More recently, a randomized, double-blind controlled clinical effectiveness trial was conducted in Malawi in 2013 to 2014, in which 2259 children with MAM were randomly assigned to receive 1 of 2 RUSFs and assessed for recovery. 7 A soy RUSF, containing no animal source protein, served as the control food. 3,27 A novel whey RUSF, containing WPC and whey permeate (with no soy), was the intervention food. 7 Protein quality, measured by the Digestible Indispensable Amino Acid Score, was similar in both foods. The total amount of protein provided by the soy RUSF was approximately 50% higher than that of the whey RUSF in each dose the children received. The children who received the whey RUSF recovered at a successful rate (84%) compared with other SFPs demonstrating similar recovery rates, 3,4 showing that the whey RUSF was effective in treating MAM. 7 The percentage of children with MAM who recovered was higher in the whey RUSF group than the soy RUSF group (81% vs 84%, for soy and whey RUSF, respectively, P = .039). 7 In addition, 5 of the 7 secondary growth outcomes were superior among the children who received the whey RUSF versus the soy RUSF. These secondary growth outcomes included MUAC at final visit, MUAC gain throughout treatment, WHZ at final visit, WHZ change throughout treatment, and weight gain throughout treatment. 7 Even though the whey RUSF contained less total protein and less total energy than the soy RUSF, it performed better in children with MAM.
Conclusion
The recent study demonstrating that a whey RUSF performed better than a soy RUSF in treating children with MAM provides the first specific evidence to support the inclusion of whey ingredients in RUSFs to treat MAM. These results help solidify the larger evidence base indicating potential beneficial outcomes of including whey and other dairy products in supplementary foods in the treatment of MAM. Although the 2 treatment foods in the recent Malawi trial 7 were neither isocaloric nor isonitrogenous, the whey RUSF performed better than the soy RUSF, even with lower caloric and total protein content, thus ultimately highlighting the additional benefits of whey.

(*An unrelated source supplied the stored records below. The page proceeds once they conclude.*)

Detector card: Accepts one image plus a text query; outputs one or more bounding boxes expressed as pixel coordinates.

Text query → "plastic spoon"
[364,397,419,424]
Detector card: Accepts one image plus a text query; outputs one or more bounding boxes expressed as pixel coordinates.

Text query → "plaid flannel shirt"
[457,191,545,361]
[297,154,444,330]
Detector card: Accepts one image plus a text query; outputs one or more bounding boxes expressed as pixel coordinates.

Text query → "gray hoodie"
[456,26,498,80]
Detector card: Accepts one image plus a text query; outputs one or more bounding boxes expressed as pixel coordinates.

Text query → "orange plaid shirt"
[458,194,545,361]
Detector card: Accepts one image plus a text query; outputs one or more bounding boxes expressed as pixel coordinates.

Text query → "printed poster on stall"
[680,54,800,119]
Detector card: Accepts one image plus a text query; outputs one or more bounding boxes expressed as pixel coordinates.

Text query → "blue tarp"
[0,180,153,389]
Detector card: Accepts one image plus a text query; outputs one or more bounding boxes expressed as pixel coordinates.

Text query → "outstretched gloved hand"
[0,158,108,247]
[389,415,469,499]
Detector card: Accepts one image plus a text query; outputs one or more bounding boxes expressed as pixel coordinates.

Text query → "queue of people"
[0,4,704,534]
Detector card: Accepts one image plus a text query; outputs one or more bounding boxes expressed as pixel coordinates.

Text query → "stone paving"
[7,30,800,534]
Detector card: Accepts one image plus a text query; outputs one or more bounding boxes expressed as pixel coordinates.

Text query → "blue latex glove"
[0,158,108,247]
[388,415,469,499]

Still, further research is needed to identify the ideal amount and type of dairy protein required to produce the best outcomes for the lowest cost. When possible, studies comparing various types of proteins should involve isocaloric and isonitrogenous foods, possibly using dose–response study methodology, to better delineate the effects of the various components in animal source protein.
Footnotes
Declaration of Conflicting Interests
The author(s) declared no potential conflicts of interest with respect to the research, authorship, and/or publication of this article.
Funding
The author(s) disclosed receipt of the following financial support for the research, authorship, and/or publication of this article: The U.S. Dairy Export Council through the Dairy for Global Nutrition (DFGN) program with respect to the authorship and publication of this article.